2023-11-29t/cindex*: require SCM_RIGHTS for these tests
Code search will require SCM_RIGHTS, and Inline::C on BSDs probably isn't too onerous a dependency for new features as all the ones I've tested have it packaged. Furthermore, requiring SCM_RIGHTS isn't far off since OpenBSD's Perl is patched to route the `syscall' perlop through libc[1], while NetBSD[2] and FreeBSD[3] actually do strive for backwards compatibility. We'd just need to use the numbers and not rely on syscall.ph shipped with Perl since the macro names themselves are unstable. [1] https://cvsweb.openbsd.org/src/gnu/usr.bin/perl/gen_syscall_emulator.pl [2] https://www.netbsd.org/docs/internals/en/chap-processes.html#syscall_versioning [3] https://wiki.freebsd.org/AddingSyscalls#Backward_compatibily
2023-11-27www: qs_html: fix escaping of `q' param
Our use of MID_ESC characters was only intended for the pathname component of URIs and not appropriate for the query string component. So use a different $unsafe parameter list for uri_escape to make the result appropriate for query strings by disallowing [\&\'\+=] characters. Most notably, this change also allows us to accept `/' (slash) unescaped to make dfn: queries nicer to look at. Finally, we'll also add a ascii_html call on the URI-escaped result as an extra safety measure even though it's not really needed. As far as I can tell, the code without this fix didn't result in in an HTML injection since all our uses of uri_escape did escape angle brackets. Reported-by: Ricardo Cañuelo <ricardo.canuelo@collabora.com> Link: https://public-inbox.org/meta/87o7ff4nlk.fsf@collabora.com/ Tested-by: Ricardo Cañuelo <ricardo.canuelo@collabora.com>
2023-11-27t/nntpd-tls: avoid test failure on OpenBSD 7.3
The LibreSSL 3.7.2 on my OpenBSD 7.3 VM seems return 7 bytes of junk data before EOF/ECONNRESET when a client attempts to write plain-text to a TLS socket. Tested-by: Štěpán Němec <stepnem@smrk.net>
2023-11-26xap_helper: allow PI_NO_CXX to disable C++ in more places
This also reduces repetition in the setup code.
2023-11-26xap_client: attach PID to the IO object
As with our popen_* uses, we can simplify callers by using attach_pid to handle automatic reaping upon close.
2023-11-25t/cindex-join: fix warnings from a missing comma
Yes, that was valid Perl syntax :x
2023-11-22watch: support `watch=false' to negate watchspam
For users hosting read-only mirrors (via clone|fetch) and feeding inboxes via -watch
2023-11-22lei_to_mail: don't close STDOUT unless it is a mbox* output
We only care about error checking when stdout is an mbox output pointed to a pathname. This is noticeable with `lei up' with multiple non-mbox* destinations. We'll also ensure throwing exceptions to trigger lei->x_it from lei->do_env results in the epoll/kqueue watch being discarded, otherwise commands may never terminate (leading to stuck tests)

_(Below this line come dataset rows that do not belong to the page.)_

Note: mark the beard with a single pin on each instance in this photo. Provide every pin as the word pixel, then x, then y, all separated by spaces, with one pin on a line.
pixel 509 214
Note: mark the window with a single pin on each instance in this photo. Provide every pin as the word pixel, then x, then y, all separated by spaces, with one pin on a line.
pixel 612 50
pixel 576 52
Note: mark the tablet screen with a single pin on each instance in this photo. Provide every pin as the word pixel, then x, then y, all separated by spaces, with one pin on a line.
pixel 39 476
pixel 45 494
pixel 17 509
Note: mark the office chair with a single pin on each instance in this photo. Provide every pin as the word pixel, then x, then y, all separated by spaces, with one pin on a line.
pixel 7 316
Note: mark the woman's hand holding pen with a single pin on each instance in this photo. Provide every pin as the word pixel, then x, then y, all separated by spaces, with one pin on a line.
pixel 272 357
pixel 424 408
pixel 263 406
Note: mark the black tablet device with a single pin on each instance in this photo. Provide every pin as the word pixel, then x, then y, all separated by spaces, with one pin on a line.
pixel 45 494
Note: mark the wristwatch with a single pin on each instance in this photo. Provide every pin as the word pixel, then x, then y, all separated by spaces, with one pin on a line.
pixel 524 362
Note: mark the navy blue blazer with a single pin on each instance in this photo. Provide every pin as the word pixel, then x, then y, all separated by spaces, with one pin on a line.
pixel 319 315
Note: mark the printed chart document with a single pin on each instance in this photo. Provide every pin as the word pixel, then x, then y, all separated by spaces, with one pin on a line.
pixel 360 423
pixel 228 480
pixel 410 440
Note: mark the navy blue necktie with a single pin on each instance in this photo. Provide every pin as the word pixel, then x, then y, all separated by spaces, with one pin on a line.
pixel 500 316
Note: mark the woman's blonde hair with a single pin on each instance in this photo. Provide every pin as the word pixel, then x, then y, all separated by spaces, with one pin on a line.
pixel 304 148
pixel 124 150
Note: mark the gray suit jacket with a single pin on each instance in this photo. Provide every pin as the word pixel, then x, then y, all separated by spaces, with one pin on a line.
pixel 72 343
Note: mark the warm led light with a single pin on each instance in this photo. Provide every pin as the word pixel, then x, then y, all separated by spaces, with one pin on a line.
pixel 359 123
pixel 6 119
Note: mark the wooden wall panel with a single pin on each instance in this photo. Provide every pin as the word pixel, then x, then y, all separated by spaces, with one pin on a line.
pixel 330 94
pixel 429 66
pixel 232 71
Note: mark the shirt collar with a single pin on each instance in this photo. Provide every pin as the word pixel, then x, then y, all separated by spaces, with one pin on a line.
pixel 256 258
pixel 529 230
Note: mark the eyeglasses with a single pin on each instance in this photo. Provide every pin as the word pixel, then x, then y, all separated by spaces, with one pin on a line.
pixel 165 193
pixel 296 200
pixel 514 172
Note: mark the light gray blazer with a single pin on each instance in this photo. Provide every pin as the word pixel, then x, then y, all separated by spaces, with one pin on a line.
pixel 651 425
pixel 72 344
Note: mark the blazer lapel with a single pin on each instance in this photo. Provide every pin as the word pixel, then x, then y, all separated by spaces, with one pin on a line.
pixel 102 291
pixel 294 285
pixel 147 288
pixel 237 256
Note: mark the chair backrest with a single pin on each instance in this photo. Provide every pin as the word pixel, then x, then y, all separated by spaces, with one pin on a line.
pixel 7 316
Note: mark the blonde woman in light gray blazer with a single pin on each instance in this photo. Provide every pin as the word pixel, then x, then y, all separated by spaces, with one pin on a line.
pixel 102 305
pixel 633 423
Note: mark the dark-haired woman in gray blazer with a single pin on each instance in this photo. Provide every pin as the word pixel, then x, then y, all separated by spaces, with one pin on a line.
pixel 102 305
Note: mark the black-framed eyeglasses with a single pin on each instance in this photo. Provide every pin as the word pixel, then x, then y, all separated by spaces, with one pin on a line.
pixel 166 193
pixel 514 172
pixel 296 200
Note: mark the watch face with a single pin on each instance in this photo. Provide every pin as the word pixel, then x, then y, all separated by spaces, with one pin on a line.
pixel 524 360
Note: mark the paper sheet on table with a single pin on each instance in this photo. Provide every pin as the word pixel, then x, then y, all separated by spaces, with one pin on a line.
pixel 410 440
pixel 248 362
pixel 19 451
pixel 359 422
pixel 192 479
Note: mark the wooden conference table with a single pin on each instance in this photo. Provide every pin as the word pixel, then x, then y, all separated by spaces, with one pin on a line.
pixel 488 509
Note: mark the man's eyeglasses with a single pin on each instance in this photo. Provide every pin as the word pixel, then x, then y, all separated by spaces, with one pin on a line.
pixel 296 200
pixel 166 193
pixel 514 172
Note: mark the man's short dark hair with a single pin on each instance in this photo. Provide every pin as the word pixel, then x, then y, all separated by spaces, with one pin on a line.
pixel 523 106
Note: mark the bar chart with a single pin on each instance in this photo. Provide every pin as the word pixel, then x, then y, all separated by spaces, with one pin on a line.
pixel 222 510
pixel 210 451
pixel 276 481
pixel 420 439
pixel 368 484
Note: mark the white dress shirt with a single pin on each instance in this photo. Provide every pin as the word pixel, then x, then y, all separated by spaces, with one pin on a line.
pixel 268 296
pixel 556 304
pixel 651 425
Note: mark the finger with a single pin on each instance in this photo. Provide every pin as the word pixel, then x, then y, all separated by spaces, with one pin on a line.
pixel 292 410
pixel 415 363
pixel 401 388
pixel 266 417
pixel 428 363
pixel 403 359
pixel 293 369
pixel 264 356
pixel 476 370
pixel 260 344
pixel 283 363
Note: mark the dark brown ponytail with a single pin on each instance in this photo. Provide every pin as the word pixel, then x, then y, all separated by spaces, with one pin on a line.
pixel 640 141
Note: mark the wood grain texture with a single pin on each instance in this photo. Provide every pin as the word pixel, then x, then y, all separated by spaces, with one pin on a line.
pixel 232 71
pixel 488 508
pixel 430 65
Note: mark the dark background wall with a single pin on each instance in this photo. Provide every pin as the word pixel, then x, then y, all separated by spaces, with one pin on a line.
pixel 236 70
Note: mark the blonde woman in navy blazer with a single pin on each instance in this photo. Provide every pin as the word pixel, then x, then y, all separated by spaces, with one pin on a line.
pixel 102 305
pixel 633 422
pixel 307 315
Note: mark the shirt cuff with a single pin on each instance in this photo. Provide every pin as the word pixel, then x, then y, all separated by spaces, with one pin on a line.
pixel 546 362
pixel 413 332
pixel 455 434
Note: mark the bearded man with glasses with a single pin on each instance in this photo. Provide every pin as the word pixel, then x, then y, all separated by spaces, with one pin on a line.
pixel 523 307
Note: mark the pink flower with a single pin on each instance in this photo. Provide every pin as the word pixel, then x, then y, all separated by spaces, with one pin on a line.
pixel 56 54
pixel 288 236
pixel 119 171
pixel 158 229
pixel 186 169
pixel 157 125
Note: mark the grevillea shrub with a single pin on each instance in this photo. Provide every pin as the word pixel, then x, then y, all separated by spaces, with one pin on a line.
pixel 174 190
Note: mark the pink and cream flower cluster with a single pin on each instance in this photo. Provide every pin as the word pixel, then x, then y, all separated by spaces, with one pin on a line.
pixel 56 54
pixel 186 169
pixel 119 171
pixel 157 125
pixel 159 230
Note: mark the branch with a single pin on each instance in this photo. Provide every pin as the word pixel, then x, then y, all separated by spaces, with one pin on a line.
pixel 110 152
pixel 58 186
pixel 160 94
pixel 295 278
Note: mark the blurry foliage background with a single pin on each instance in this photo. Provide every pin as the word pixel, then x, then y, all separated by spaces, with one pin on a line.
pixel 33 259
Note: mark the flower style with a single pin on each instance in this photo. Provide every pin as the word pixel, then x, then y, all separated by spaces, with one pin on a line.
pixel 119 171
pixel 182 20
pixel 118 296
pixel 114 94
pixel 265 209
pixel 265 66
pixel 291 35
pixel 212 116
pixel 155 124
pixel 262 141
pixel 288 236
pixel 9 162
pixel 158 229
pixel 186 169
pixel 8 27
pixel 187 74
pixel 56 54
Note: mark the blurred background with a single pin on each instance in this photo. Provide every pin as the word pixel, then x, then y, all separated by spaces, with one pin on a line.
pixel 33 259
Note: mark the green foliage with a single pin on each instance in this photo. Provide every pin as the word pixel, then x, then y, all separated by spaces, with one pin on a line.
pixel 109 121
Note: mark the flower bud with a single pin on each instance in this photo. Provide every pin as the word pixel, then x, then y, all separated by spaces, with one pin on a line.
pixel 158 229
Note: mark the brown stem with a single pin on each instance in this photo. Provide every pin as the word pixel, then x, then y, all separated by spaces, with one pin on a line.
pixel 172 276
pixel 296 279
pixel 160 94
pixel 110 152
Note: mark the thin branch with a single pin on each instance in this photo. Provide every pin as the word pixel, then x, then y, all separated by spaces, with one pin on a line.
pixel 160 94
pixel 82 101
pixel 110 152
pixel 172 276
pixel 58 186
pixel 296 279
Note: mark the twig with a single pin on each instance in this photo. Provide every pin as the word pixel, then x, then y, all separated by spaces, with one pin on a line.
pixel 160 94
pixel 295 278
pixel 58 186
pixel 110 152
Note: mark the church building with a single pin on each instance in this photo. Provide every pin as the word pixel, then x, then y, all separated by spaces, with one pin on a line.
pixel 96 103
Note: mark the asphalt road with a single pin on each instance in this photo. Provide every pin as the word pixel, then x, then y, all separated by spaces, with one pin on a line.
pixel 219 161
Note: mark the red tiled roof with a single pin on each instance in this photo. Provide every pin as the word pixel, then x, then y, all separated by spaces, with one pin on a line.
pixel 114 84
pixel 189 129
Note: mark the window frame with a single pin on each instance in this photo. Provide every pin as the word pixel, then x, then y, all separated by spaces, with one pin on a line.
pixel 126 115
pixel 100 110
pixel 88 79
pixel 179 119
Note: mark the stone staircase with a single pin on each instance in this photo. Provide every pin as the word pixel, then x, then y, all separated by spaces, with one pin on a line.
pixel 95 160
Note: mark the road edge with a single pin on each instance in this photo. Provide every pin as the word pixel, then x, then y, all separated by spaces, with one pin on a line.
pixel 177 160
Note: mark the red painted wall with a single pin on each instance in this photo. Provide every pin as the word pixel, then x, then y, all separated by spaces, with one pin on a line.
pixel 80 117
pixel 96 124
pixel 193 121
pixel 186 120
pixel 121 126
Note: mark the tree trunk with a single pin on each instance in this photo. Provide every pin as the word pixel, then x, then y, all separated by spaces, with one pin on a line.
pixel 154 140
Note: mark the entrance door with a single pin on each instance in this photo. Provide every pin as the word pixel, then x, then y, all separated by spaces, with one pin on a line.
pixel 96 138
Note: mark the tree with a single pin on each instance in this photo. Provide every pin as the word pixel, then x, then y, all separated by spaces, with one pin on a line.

2023-11-21cindex: rename --associate to --join, test w/ real repos
The association data is just stored as deflated JSON in Xapian metadata keys of shard[0] for now. It should be reasonably compact and fit in memory for now since we'll assume sane, non-malicious git coderepo history, for now. The new cindex-join.t test requires TEST_REMOTE_JOIN=1 to be set in the environment and tests the joins against the inboxes and coderepos of two small projects with a common history. Internally, we'll use `ibx_off', `root_off' instead of `ibx_id' and `root_id' since `_id' may be mistaken for columns in an SQL database which they are not.